Auch Zürich soll zur Smart City werden. Gewisse Zürcher Projekte gingen schon vorher in diese Richtung. Sharing-Optionen zum Beispiel, die mit Lime-Bikes und E-Trottinets letztes Jahr in Zürich regelrecht einen Boom erlebten. Oder züriwieneu.ch, eine Website, über die Missstände im öffentlichen Raum gemeldet werden können. Ebenfalls eine Website, die an die Plattformen in Madrid und Reykjavik erinnert, gibt es schon: Auf «Nextzürich» können die Ideen und Wünsche der Stadtbewohner als Ausgangspunkt für eine neue Form von Stadtentwicklung wirken. Die Beiträge werden dann von «Nextzürich» gesammelt, redaktionell aufbereitet und mit Experten und anderen Beteiligten zu Projektentwürfen ausgearbeitet. Jedoch ist diese Plattform noch nicht so erfolgreich wie in anderen Städten, es wurden erst 254 Ideen erstellt. Der Gemeinderat hat sich 2016 auf Basis einer GLP-Motion entschieden, eine Smart-City-Strategie zu fordern. Sie wurde Ende 2018 veröffentlicht, 2019 soll dafür ein Nachtragskredit von 1,4 Millionen Franken, in Folgejahren bis zu 2,4 Millionen Franken, gezahlt werden. Die drei Schwerpunkte sind der öffentliche Verkehr, die digitale Stadt und die smarte Partizipation. Das Angebot des öV soll ressourcenschonend erweitert werden. Die Digitalisierung der Stadtverwaltung und die Entwicklung von Online-Services sollen vorangetrieben werden, gleichzeitig will man auch die digitale Infrastruktur an Schulen verbessern. Mit der smarten Partizipation soll die Beteiligung und Mitwirkung verschiedener Anspruchsgruppen erreicht werden. Die Strategie hat zentrale Instrumente zum Erreichen einer smarten Stadt aufgezeichnet. Dazu gehören unter anderem ein Innovationskredit zur Projektförderung sowie eine Innovationsbox für Mitarbeitende der Stadtverwaltung: Damit erhalten sie die Möglichkeit, ihre Ideen einzubringen. Oder das Programm «Innovation Fellowships»: Dies fördert den Einbezug von Expertise zu ICT und Innovation aus Unternehmen oder Hochschulen. Diese Experten wirken dann während sechs bis zwölf Monaten in der Stadtverwaltung. Dieser Wissensaustausch scheint sehr sinnvoll.

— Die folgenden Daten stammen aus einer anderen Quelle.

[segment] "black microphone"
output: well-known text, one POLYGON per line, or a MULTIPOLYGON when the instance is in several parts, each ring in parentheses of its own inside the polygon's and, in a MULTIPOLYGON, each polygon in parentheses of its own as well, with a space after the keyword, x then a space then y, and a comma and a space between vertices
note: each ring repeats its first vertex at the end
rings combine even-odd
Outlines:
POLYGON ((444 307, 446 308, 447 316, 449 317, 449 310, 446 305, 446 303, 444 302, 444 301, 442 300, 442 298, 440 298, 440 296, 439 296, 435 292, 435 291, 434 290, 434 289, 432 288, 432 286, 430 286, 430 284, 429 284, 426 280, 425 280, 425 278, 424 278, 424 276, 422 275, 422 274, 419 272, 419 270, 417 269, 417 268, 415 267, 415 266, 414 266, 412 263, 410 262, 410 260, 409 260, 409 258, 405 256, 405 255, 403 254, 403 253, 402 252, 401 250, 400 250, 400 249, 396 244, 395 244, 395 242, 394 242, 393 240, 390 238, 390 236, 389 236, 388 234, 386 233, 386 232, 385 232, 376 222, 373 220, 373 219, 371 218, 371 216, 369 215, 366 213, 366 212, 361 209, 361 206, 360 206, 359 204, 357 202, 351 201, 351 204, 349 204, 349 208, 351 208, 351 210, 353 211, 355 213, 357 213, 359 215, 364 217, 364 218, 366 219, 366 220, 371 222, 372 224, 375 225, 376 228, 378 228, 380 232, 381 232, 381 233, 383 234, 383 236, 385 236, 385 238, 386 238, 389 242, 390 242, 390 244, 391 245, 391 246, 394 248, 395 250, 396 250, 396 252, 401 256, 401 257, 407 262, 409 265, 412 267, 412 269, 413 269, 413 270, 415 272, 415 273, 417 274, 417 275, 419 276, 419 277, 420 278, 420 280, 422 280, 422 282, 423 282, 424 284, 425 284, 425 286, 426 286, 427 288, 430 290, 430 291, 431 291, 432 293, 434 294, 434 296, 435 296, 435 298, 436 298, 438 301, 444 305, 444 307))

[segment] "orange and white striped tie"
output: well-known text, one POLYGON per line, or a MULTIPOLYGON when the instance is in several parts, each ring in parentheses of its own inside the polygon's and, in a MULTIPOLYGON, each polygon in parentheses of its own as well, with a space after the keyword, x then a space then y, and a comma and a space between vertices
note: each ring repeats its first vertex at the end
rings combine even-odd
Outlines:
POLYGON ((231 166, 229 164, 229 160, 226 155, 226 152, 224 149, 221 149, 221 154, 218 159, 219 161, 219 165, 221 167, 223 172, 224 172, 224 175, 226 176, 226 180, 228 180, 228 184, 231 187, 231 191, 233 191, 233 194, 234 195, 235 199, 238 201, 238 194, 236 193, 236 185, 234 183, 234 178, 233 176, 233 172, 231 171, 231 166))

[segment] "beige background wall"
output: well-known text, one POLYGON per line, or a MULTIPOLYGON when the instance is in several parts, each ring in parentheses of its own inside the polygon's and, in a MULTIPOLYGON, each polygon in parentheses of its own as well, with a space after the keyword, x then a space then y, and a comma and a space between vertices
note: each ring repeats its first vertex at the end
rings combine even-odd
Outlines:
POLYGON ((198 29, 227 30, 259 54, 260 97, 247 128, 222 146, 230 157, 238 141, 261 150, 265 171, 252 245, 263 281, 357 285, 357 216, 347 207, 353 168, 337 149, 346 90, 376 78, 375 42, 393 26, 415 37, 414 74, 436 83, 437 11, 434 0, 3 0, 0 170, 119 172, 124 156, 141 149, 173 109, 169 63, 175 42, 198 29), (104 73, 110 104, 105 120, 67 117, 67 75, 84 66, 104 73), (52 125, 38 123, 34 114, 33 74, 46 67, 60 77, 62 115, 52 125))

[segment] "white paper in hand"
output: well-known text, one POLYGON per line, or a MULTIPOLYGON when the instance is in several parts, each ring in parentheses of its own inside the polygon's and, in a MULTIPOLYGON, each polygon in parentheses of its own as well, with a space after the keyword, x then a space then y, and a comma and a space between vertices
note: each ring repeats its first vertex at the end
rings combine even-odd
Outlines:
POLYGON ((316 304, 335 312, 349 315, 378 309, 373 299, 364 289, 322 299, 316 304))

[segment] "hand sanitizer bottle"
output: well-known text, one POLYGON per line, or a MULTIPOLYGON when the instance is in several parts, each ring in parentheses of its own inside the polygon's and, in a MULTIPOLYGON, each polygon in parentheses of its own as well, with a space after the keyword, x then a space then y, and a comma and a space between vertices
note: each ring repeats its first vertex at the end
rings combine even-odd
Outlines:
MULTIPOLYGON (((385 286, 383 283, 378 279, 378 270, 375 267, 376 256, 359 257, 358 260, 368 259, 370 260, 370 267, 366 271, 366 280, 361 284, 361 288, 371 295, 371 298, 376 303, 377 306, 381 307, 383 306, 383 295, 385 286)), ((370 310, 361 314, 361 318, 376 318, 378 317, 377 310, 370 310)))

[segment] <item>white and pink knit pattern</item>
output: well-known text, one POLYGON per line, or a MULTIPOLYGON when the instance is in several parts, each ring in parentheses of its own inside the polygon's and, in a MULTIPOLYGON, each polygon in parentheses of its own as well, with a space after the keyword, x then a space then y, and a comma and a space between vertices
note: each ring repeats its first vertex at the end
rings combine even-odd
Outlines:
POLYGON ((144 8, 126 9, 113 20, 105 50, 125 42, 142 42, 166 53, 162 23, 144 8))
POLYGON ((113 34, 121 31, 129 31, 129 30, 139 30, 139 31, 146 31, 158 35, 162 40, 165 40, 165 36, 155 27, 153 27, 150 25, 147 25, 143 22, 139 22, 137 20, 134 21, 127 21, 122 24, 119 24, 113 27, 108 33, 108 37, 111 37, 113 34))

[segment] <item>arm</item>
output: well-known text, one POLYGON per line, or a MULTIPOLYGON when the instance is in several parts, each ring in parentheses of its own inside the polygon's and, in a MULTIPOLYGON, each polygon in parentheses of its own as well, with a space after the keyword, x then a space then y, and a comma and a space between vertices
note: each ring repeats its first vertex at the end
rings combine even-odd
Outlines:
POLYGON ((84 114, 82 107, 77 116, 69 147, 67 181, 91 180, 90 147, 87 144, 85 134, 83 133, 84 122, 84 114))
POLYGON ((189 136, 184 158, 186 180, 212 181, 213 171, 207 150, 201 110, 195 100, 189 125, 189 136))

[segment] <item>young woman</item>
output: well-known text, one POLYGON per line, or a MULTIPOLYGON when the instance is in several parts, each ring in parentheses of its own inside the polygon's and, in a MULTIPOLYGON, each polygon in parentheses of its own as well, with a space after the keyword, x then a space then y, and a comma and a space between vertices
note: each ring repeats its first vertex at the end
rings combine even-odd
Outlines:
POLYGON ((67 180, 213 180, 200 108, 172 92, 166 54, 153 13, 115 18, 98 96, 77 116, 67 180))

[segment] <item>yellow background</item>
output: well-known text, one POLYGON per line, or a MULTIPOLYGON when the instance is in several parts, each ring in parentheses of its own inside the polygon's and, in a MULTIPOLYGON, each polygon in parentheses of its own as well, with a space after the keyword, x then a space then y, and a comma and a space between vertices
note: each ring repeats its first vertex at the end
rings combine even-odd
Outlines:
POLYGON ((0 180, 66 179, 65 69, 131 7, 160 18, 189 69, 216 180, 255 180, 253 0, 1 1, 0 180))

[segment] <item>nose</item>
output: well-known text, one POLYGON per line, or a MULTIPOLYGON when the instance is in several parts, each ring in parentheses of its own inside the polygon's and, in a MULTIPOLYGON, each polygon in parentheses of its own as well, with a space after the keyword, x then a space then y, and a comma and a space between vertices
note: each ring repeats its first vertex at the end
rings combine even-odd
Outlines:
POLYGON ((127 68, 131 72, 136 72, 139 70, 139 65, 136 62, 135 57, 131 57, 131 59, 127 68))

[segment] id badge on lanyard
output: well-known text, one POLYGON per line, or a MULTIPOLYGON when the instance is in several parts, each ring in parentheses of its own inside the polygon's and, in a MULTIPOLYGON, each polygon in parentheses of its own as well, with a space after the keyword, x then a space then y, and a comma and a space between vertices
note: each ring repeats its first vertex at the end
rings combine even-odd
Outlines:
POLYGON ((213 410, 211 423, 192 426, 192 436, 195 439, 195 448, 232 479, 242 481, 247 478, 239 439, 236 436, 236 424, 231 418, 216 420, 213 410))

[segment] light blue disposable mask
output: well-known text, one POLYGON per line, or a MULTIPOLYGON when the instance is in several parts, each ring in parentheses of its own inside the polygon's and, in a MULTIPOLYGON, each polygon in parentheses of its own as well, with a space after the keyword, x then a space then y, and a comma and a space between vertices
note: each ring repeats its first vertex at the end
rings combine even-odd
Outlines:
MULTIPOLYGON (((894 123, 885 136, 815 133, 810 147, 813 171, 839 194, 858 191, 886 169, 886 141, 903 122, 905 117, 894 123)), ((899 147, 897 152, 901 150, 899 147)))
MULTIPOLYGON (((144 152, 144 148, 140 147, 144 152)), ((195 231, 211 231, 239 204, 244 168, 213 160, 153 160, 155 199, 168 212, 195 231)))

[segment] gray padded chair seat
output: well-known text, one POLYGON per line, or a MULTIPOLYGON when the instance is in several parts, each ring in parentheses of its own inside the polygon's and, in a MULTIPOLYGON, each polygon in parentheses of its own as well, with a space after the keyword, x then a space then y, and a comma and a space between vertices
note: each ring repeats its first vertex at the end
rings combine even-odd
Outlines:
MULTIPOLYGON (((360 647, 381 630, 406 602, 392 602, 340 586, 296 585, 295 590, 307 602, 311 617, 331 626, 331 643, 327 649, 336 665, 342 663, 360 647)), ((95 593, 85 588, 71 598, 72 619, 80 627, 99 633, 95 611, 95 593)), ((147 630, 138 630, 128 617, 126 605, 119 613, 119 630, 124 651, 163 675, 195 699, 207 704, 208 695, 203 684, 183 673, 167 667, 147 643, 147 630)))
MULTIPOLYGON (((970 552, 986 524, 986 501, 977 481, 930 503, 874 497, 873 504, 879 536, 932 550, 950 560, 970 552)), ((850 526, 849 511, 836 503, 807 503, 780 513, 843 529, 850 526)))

Auch bei der Zürcher Smart-City-Strategie ist jedoch das Thema Datenschutz wieder ein Kritikpunkt. Sogar die Initiantin von Smart City Zürich, Isabel Garcia (GLP), meint, dass darin dem Datenschutz zu wenig Gewicht gegeben werde. Klare Bestimmungen seien hier notwendig, denn die Digitalisierung dürfe nicht auf Kosten der persönlichen Freiheit gehen. In der Strategie wird zum Thema Datenschutz erwähnt, dass verwaltungsinterne und -externe Daten mit Institutionen und der Öffentlichkeit geteilt würden. Es steht zwar «Dabei bleibt der persönliche Datenschutz gewahrt», genauere Informationen oder Strategien zum Thema Datenschutz wurden jedoch nicht erarbeitet.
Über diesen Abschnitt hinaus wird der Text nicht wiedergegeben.